A new Android malware named FjordPhantom has been discovered using virtualization to run malicious code in a container and evade detection.
The malware was discovered by Promon, whose analysts report that it currently spreads via emails, SMS, and messaging apps targeting banking apps in Indonesia, Thailand, Vietnam, Singapore, and Malaysia.
Victims are tricked into downloading what appear to be legitimate banking apps but contain malicious code running in a virtual environment to attack the real banking app.
FjordPhantom aims to steal online bank account credentials and manipulate transactions by performing on-device fraud.
Promon’s report highlights a case of FjordPhantom stealing $280,000 from a single victim, made possible by combining the malware’s evasive nature with social engineering, such as calls supposedly from bank customer service agents.
Virtualization as evasion on Android
On Android, multiple apps can run in isolated environments known as “containers” for legitimate reasons, such as running multiple instances of the same app using different accounts.
FjordPhantom incorporates a virtualization solution from open-source projects to create a virtual container on the device without the user knowing.

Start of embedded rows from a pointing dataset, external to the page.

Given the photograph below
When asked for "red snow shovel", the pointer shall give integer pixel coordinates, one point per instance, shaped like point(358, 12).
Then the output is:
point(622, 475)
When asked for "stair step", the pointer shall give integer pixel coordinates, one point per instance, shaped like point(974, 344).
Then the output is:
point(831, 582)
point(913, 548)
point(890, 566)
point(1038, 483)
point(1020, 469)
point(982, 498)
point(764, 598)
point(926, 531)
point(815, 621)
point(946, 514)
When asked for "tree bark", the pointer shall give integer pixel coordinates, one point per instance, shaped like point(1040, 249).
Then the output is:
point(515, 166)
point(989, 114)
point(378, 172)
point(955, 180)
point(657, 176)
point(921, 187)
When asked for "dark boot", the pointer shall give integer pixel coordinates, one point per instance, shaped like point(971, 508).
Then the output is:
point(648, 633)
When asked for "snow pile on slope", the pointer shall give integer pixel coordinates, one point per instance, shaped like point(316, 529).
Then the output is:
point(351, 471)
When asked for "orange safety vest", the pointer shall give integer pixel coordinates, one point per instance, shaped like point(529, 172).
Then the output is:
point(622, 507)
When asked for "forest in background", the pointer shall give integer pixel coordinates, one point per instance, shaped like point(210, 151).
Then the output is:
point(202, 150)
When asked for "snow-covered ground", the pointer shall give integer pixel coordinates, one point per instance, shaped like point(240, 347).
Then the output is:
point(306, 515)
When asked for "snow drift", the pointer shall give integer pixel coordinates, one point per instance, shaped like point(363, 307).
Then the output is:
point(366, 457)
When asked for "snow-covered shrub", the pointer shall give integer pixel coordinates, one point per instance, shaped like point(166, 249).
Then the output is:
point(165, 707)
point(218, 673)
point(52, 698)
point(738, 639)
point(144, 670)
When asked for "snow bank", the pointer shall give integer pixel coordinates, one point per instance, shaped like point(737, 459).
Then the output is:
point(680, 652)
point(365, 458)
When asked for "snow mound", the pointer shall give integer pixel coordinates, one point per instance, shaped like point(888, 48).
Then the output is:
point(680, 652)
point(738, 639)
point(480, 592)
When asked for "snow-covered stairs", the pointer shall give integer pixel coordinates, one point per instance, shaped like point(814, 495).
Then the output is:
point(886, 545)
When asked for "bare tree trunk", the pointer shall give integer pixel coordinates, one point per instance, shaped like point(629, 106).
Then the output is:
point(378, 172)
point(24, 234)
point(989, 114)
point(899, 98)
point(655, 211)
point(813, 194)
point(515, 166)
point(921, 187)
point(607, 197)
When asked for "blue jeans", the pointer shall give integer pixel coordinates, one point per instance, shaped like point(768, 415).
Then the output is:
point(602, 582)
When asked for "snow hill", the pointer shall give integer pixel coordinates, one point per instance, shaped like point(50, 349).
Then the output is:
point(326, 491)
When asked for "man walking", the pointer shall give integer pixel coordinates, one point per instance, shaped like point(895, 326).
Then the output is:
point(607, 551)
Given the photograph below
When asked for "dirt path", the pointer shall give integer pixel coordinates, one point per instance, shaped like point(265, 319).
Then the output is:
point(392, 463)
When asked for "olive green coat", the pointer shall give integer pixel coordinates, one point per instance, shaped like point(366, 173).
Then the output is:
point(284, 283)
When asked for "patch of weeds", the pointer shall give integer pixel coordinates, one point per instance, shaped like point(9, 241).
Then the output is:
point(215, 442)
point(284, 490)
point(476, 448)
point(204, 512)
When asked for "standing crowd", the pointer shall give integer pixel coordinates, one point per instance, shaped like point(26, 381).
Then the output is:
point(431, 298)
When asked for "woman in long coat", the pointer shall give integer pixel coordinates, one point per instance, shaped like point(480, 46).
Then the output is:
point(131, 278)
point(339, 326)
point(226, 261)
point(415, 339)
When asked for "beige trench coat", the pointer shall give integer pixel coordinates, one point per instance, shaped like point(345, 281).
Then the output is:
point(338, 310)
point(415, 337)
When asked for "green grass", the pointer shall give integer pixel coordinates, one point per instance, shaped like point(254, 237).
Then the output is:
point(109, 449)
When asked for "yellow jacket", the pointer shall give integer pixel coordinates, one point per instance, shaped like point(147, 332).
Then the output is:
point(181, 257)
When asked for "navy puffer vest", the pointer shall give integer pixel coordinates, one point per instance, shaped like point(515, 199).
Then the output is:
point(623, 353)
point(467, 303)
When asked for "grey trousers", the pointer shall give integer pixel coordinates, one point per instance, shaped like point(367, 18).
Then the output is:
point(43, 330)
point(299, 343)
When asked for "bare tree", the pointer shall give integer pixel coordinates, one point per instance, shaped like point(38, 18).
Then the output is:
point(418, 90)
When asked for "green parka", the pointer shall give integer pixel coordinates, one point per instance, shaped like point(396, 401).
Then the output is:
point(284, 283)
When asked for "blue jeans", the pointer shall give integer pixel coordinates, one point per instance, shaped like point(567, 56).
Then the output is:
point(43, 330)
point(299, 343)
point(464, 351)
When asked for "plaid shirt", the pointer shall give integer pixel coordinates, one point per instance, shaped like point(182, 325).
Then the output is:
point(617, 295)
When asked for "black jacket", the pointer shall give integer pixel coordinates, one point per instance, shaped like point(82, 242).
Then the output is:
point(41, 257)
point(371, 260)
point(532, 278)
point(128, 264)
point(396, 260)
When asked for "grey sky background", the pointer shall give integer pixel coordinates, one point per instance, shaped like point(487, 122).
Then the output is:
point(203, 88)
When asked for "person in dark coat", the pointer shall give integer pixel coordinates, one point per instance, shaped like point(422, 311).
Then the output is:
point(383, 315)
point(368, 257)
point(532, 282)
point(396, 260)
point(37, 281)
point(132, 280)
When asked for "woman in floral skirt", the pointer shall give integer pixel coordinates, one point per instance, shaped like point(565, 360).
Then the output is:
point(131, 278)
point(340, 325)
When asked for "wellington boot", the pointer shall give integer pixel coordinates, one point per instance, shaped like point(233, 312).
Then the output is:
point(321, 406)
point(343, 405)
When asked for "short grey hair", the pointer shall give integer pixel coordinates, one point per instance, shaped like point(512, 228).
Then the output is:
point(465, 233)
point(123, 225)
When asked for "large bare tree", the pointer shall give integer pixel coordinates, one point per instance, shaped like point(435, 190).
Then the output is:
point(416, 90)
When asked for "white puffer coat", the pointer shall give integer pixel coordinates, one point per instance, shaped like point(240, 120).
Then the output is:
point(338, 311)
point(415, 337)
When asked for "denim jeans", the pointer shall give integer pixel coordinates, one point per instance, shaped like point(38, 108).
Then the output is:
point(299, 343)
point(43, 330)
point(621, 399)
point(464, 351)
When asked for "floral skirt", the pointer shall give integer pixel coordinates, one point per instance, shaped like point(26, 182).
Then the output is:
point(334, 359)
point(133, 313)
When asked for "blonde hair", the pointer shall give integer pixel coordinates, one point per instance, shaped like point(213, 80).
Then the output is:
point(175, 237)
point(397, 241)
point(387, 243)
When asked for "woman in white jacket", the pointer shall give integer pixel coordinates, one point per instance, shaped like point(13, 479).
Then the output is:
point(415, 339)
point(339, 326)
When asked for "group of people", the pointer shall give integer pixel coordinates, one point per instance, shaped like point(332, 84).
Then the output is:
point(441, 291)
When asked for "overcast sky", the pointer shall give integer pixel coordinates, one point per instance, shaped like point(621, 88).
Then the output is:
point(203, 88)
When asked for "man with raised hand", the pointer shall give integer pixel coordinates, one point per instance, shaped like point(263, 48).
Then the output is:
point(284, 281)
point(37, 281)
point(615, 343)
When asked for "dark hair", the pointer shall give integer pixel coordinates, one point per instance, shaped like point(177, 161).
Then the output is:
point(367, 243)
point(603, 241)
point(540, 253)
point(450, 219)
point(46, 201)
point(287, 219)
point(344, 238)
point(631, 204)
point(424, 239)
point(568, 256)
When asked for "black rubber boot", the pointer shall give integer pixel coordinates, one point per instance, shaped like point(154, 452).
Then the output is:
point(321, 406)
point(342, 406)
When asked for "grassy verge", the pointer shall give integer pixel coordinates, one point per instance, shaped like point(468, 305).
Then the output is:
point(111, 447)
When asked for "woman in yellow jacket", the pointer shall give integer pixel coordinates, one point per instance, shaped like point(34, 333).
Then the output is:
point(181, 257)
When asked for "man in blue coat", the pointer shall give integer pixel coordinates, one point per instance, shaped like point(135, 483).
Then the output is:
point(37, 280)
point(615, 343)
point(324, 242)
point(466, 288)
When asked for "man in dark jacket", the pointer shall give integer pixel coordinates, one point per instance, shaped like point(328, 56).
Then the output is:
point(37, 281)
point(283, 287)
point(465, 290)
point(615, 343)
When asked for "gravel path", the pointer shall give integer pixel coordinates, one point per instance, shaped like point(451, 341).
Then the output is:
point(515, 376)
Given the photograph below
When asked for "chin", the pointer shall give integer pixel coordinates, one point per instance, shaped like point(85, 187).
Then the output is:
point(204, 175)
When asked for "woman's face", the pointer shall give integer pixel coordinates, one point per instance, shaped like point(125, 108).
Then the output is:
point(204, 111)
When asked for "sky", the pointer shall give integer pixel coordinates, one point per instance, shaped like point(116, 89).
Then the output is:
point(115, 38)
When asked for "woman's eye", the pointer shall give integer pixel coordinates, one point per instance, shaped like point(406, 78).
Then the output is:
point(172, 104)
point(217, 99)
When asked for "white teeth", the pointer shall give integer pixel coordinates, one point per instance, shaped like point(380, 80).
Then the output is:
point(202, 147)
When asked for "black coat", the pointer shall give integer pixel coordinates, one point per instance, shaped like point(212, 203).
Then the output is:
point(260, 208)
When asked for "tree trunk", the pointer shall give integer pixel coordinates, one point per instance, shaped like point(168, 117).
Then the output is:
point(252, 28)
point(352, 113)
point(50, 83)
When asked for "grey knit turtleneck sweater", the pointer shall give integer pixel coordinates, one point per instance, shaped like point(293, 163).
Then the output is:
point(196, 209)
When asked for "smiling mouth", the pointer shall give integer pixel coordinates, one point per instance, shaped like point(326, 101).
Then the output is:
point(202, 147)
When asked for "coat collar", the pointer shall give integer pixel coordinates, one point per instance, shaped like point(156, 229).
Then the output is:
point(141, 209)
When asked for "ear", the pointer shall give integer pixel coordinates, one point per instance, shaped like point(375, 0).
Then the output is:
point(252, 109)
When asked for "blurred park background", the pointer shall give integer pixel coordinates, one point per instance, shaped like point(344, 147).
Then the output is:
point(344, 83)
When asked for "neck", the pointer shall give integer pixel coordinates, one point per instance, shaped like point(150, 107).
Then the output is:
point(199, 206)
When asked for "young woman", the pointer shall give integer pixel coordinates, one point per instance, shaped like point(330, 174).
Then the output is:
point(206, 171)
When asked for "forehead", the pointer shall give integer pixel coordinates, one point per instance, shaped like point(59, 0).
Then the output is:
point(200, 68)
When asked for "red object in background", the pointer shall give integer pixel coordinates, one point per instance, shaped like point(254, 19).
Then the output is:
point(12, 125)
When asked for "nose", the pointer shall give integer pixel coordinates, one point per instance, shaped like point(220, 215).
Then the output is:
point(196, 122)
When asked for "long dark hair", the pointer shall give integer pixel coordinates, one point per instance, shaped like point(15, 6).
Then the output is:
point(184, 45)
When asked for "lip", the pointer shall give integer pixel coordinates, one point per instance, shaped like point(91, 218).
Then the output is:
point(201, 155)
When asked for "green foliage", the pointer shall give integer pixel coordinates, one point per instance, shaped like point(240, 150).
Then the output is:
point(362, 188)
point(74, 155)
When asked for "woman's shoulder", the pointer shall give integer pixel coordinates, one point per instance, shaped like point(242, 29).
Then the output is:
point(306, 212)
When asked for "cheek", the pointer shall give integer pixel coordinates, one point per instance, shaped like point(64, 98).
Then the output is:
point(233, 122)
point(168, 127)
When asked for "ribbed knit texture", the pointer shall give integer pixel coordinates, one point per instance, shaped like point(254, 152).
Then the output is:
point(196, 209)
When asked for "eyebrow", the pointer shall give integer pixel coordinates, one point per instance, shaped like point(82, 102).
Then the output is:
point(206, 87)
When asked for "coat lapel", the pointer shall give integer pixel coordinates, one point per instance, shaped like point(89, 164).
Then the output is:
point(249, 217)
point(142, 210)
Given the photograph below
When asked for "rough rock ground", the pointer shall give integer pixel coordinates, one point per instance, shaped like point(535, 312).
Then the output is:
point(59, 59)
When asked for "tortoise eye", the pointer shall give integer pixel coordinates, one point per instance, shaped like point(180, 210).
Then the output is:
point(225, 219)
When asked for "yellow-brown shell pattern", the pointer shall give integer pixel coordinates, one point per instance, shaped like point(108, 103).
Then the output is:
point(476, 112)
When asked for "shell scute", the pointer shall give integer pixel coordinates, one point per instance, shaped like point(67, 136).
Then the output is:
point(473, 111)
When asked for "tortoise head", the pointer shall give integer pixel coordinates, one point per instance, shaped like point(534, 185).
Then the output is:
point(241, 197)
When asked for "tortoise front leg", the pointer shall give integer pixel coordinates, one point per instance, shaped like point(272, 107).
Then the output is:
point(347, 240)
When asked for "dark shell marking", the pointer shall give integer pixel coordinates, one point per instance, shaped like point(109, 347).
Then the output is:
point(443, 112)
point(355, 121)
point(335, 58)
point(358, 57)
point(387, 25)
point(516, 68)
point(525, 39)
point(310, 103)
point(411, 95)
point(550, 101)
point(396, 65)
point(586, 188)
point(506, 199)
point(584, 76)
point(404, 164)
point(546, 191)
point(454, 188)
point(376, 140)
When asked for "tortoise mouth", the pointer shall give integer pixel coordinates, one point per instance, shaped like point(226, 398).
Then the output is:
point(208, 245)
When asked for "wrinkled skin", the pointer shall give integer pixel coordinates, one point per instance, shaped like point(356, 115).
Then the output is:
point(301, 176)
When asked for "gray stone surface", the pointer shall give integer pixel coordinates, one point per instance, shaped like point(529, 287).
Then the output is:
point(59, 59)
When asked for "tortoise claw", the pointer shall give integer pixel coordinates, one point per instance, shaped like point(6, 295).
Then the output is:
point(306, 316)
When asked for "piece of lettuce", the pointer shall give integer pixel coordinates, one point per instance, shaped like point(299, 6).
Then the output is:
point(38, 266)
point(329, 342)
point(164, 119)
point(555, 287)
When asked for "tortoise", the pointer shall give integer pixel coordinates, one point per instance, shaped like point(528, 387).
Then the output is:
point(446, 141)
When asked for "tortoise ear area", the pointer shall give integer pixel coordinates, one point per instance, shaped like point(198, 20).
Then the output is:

Upon launch, the malware installs the APK of the banking app the user intended to download and executes malicious code within the same container, making it part of the trusted process.
With the banking app running inside its virtual container, FjordPhantom can inject its code to hook key APIs that enable it to capture credentials, manipulate transactions, intercept sensitive information, etc.
In some apps, the malware’s hooking framework also manipulates user interface elements to automatically close warning dialogs and keep the victim unaware of the compromise.
Promon notes that this virtualization trick breaks the ‘Android Sandbox’ security concept, which prevents apps from accessing each other’s data or interfering with their operations, as apps inside a container share the same sandbox.
This is a particularly sneaky attack because the banking app itself isn’t modified, so code tampering detection doesn’t help catch the threat.
Moreover, by hooking APIs related to GooglePlayServices, to make them appear unavailable on the device, FjordPhantom hampers root-related security checks.
The malware’s hooks even extend to logging, potentially providing pointers to the developers on performing more targeted attacks on different apps.
Promon comments that this is a sign of active development, elevating the risk of FjordPhantom expanding its targeting scope beyond the mentioned countries in future releases.